Welltower Reports Q1 2026 Earnings: Revenue Surges 38%, FFO Beats Estimates

WELL
April 29, 2026

Welltower Inc. reported first‑quarter 2026 results that exceeded expectations across the board. Net income rose to $728.7 million, and normalized funds from operations (FFO) reached $1.47 per share, beating the consensus estimate of $1.44–$1.46. Total revenue climbed to $3.35 billion, a 38% year‑over‑year increase that outpaced the $3.22 billion consensus estimate. Occupancy in the senior housing operating (SHO) portfolio increased by 370 basis points, while revenue per occupied room grew 5.0%.

The 38% revenue jump is largely attributable to the SHO segment, which now accounts for a larger share of the company’s NOI. In Q1 2025, Welltower’s normalized FFO was $1.20 per share, and in Q4 2025 it was $1.45 per share; the current $1.47 per share represents a 28% sequential lift and a 22% year‑over‑year gain. The company’s same‑store NOI margin expanded to 30.9%, up 320 basis points from 30.5% in the prior year, driven by revenue growth that outpaced expense growth. Expense per occupied room increased only 0.4% YoY, underscoring disciplined cost management.

Management highlighted that the portfolio’s same‑store NOI growth of 16.4% was the highest in company history, a result of the mix shift toward higher‑margin SHO assets and sustained occupancy gains. The company’s balance sheet remains strong, with net debt to adjusted EBITDA improving to 2.73x, giving it flexibility to continue capital allocation and support future growth. The raised full‑year FFO guidance of $6.21–$6.35 per share, up from $6.09–$6.25, signals confidence that the company will maintain its momentum through 2026.

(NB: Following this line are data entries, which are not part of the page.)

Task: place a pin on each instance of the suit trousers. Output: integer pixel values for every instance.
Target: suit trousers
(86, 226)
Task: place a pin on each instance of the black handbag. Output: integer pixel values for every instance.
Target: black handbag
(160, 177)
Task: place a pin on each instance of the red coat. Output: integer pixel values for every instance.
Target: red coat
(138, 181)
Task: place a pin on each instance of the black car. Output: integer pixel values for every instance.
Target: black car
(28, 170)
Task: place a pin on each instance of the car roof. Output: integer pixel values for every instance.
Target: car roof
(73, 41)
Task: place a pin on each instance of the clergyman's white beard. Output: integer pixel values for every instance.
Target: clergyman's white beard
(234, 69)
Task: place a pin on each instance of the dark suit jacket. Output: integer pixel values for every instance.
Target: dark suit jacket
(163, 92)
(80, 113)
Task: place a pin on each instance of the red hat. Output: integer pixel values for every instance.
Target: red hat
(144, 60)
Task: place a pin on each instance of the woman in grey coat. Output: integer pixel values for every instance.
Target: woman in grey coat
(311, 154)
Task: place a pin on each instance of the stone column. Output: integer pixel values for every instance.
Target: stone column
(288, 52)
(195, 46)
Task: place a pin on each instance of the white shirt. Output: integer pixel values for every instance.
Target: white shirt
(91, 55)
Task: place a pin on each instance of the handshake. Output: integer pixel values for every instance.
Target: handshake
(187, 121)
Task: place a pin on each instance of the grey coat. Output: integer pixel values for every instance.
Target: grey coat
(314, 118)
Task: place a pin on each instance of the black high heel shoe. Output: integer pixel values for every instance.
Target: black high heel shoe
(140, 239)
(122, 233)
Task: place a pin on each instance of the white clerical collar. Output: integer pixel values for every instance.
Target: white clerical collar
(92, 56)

The company also announced a quarterly dividend of $0.74 per share, marking its 220th consecutive payment. While the dividend increase is modest, it reflects the company’s commitment to returning value to shareholders while preserving capital for strategic investments.

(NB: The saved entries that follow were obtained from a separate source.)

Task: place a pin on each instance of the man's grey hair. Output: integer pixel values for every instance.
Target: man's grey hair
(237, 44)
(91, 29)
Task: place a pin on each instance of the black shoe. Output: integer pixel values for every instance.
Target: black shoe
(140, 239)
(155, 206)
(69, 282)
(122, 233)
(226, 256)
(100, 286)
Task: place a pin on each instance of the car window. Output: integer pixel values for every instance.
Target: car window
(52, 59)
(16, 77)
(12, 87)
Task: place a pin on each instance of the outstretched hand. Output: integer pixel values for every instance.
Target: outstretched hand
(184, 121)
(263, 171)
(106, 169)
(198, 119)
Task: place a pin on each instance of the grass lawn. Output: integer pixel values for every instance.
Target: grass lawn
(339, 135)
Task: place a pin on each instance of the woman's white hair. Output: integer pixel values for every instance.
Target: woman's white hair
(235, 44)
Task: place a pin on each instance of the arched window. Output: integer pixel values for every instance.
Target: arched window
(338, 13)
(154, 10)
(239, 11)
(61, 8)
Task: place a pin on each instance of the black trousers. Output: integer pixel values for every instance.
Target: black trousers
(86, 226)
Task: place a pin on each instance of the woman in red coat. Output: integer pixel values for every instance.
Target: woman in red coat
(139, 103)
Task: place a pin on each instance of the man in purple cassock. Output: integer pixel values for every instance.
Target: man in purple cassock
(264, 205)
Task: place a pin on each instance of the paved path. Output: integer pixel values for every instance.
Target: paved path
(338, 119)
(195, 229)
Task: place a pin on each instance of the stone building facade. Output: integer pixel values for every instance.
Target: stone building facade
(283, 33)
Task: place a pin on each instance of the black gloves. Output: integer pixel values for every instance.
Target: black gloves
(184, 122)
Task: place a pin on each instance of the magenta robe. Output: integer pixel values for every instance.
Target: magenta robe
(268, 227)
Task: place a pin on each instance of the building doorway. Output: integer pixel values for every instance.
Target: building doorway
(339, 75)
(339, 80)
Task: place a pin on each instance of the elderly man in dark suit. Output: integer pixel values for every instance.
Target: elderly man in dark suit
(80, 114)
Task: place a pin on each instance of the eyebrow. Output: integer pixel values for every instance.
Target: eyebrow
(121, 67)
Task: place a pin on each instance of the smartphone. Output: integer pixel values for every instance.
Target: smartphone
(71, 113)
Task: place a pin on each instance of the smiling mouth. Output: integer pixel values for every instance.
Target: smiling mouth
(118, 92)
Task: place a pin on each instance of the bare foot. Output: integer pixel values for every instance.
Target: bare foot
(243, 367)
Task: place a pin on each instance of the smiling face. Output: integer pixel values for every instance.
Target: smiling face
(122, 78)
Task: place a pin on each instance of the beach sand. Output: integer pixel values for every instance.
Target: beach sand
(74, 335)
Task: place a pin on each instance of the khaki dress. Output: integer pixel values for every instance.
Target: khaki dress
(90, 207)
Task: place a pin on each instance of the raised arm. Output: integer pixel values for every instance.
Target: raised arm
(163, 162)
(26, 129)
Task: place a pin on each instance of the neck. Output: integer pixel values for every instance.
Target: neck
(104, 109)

Market reaction to the results was mixed. Investors welcomed the earnings beat and the upward revision of full‑year guidance, but concerns about the lack of explicit near‑term guidance and the filing of a resale prospectus supplement to register additional shares tempered enthusiasm. The mixed sentiment underscores the importance of forward‑looking clarity and the impact of potential dilution on investor perception.